Fusion-io got that early on and took a different route sticking with just PCIe to bypass the limitations of SAS/SATA and intermediate controllers. By going that route they opened up a whole other level of performance.
I asked David Flynn what he thought about the new standard. Fusion-io is a contributor to the working group.
It is quite validating that folks would be routing PCIe to the drive bays. For us it’s just another form factor that
we can easily support it.
Two things, though… First is that I believe it’s a hangover from the mechanical drive era to put such emphasis on form factors that allow easy servicing access. Solid state should not need to be serviced. It should be much more reliable than HDD’s. But, outside of Fusion-io failure rates for solid state is actually much worse than for mechanical disk drives.
The second point is that form-factor and even PCIe attachment isn’t really the key thing to higher performing, more reliable solid state. What makes the real difference is eliminating the embedded CPU bottleneck in the access path to the flash.
Fusion-io uses a memory controller approach to integrating flash. You don’t find CPU’s on DRAM modules. SSD’s (SATA or PCIe) from everyone else use embedded CPU’s and attach using storage controller methodologies.

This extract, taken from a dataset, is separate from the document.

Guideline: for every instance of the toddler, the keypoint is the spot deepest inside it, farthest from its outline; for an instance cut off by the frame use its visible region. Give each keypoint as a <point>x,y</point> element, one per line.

In an upcoming post on my solid state storage series I will explore failure rates in detail. I do find it interesting that Fusion-io is one of the very few companies that have significantly higher error detection rates than a standard hard drive or other SSD’s, even enterprise branded SSD’s. Fusion-io claims 10^20 uncorrectable detectable error rate and 10^30 uncorrectable undetectable error rate. I have yet to see any hard disk or SSD with a rate better than 10^17. So, I agree with David about actually needing a form factor for ease of service if you build the device with enough error correction, which clearly you can with solid state.